As I approached my late thirties I was pretty sure that my dreams of being in print were well and truly over.
Encouraged by my English professor at University, the poet Philip Hobsbaum, I’d had poetry and short stories published, and I tried to write a big ‘serious’ novel in my twenties. The novel I wrote was structurally a mess and didn’t fit any recognisable genre, and so unsurprisingly it did not win me an agent or a publishing deal, although I had a very kind letter from Robin Robertson at Jonathan Cape encouraging me to ‘keep going’.
What went wrong? I became unsure of myself, I lost my confidence for a while. Then stuff happened. My dad died. I had my first child. I had my second child. There was always an excuse not to put myself on the line again, not to make myself vulnerable, open to rejection.
I could never stop writing altogether. I wrote lots of short stories (which I never sent anywhere), but I pretty much gave up on every being published, which was quite heartbreaking. Wanting to write had been part of my identity since I’d been about four years old. It was how I justified to myself all my daydreaming, it was why no other career had ever completely ‘grabbed’ me. If I wasn’t ever going to be a writer, then who was I?
One day a friend said ‘You’re funny. Why don’t you write funny?’, because she knew I was a huge comedy fan and I went to a lot of stand up. You could call me a comedy nerd, following lots of comedy from here and the US, the quirkier the better (I love ‘Episodes’, ‘This is Jinsy’, ‘Black Books’, ‘Gavin and Stacey’, ‘Inside Number 9’, ‘League of Gentlemen’, ‘Nighty Night’, ‘Curb Your Enthusiasm’, ‘Seinfeld’, ’30 Rock’, the list goes on and on.) It did seem odd that I’d never tried writing humour before, since I love it so much.
Although I’ve always read and loved all types of fiction from all genres, I’d always felt that I should be writing something very serious and ‘important’. Was this the curse of studying English Literature? I don’t know. But I had a word with myself and decided to loosen up and have some fun, instead of trying to write the next ‘Ulysses’.
I bought Carole Blake’s book ‘From Pitch to Publication’ which helped me to understand the nuts and bolts of writing a book for a particular market. I decided to try teenage humorous fiction. Carole Blake’s advice worked, because a few years later I had two teen novels published by Scholastic – ‘Diary of a Parent Trainer’ and ‘My Big Fat Teen Crisis’ for girls aged 11-15, both humorous but with serious issues in there too.

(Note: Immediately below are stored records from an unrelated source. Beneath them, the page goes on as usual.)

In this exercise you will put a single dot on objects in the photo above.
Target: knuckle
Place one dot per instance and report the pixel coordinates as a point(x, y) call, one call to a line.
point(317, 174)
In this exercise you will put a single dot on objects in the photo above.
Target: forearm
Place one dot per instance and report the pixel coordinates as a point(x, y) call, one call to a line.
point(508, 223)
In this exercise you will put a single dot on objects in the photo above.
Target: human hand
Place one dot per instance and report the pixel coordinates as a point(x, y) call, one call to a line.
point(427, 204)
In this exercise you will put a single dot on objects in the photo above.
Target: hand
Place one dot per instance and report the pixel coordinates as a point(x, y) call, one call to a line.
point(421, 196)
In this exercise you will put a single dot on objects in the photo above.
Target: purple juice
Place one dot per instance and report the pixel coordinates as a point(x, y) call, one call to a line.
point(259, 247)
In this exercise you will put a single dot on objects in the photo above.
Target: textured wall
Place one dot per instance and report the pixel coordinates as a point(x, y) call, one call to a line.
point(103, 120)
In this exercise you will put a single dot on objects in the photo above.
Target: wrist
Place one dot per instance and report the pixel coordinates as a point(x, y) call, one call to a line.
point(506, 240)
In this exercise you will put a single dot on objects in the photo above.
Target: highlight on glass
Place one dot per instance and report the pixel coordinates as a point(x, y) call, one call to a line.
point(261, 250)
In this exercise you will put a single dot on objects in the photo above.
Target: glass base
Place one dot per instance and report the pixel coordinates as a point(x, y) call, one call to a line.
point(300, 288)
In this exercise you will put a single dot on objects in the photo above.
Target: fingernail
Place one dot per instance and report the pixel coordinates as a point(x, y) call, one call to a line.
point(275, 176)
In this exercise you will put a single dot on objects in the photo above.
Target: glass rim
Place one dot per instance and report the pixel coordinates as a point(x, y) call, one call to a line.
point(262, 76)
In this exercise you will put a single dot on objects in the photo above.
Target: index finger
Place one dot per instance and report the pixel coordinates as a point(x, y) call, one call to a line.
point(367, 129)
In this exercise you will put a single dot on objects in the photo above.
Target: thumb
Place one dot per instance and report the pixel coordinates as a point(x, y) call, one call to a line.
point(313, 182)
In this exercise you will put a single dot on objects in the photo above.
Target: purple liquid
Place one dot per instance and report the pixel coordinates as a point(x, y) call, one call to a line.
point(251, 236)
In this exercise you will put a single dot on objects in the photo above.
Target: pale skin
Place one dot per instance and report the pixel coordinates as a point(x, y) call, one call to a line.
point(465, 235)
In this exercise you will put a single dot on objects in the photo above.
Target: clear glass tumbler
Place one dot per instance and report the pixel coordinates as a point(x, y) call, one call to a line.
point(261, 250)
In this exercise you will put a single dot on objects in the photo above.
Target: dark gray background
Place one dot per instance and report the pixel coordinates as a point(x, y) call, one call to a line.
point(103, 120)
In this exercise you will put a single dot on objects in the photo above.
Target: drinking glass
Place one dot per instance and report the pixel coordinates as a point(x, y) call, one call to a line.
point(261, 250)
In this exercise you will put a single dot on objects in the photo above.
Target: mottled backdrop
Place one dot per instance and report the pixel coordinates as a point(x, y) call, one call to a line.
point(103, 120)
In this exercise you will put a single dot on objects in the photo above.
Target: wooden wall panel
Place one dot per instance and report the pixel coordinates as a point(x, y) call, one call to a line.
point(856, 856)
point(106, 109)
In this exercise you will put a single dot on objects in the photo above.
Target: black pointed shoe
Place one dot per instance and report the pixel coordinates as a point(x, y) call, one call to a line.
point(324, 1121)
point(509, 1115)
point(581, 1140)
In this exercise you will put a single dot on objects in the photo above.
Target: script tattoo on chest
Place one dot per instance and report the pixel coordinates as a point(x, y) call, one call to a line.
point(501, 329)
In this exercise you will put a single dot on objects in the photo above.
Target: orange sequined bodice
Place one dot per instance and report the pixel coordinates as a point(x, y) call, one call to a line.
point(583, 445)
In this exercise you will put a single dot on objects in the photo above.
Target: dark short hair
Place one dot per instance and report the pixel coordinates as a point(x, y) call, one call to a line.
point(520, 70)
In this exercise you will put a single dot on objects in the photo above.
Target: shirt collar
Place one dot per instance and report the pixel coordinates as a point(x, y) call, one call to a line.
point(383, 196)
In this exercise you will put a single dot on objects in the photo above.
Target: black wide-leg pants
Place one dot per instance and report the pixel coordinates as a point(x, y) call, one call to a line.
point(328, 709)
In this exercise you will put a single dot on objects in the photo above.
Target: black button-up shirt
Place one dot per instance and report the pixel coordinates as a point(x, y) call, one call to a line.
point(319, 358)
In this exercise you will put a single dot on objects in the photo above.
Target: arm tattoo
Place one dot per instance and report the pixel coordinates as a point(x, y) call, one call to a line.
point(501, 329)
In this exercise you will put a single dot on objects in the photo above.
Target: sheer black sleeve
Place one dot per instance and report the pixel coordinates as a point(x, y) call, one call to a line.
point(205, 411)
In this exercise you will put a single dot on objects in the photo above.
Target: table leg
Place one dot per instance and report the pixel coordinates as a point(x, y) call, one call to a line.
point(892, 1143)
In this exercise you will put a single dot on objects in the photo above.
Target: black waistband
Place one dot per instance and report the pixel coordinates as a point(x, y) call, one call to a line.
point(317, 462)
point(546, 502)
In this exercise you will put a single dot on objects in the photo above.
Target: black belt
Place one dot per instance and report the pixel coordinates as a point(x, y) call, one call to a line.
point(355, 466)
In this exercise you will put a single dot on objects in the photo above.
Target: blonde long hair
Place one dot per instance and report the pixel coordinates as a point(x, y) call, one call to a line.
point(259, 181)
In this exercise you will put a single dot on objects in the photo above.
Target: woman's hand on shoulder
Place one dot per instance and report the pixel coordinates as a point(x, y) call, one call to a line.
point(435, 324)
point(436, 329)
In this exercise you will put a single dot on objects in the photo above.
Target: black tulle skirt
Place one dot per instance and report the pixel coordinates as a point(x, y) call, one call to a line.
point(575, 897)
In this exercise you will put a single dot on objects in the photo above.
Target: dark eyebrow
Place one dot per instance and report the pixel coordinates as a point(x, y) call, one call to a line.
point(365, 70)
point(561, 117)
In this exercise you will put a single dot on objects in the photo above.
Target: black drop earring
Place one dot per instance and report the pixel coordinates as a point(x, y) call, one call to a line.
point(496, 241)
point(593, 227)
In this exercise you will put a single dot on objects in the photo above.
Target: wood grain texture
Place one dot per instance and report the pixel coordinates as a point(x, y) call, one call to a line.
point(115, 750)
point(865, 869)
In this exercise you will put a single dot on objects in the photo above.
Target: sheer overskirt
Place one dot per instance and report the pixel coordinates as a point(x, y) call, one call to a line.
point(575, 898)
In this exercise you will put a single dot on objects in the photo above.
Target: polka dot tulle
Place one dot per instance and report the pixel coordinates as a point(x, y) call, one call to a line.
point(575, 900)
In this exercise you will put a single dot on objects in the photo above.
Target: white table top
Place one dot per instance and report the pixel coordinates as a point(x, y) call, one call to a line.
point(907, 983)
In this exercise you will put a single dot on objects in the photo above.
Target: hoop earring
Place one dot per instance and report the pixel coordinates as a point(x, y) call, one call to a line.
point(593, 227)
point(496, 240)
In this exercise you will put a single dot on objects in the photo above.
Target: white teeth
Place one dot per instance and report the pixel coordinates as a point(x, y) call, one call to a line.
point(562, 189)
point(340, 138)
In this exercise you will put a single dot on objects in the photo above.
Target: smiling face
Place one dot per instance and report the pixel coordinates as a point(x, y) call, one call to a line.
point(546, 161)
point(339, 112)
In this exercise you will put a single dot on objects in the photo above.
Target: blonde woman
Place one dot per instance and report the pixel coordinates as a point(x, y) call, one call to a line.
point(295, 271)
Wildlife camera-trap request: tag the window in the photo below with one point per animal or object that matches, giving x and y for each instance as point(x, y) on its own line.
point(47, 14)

Then I was lucky enough to have ‘The Abominators’ published by Little Brown Young Readers. It is a series for children aged 6-11 which I wrote for my own sons. It is about a very posh boy called Cecil Trumpington Potts who wears silk pants with the family crest embroidered on them. He has never met any other children, he wears his hair in a centre parting and he talks in baby talk. When he joins Grimely East Primary school he decides that he wants to join the most mischievous gang in Year 5, ‘The Abominators’. What could possibly go wrong…?
Today I am sitting pinching myself because not only has ‘The Abominators’ series made it into print (in 2013), but last week on World Book Day a primary school pupil dressed up as Cecil Trumpington Potts, and today his teacher sent me the photo below (with permission to use it).
This is year 4 pupil Ben, I can’t say where he lives and what school he goes to, but he has absolutely MADE MY DAY. He recreated Cecil’s bow tie and his centre parting – and the family crest on the panty wanty woos!
If someone had told me when I was on the verge on giving up on writing, that a child would be going to World Book Day dressed up as a character from my imagination, I would never have believed them. Thank you Ben, and thank you to all the children who have read and enjoyed ‘The Abominators’ and my other books (including the 6000+ children who have borrowed them from UK libraries). You have made it all worthwhile, and I’ve had SO MUCH fun along the way! I’m glad I did not give up.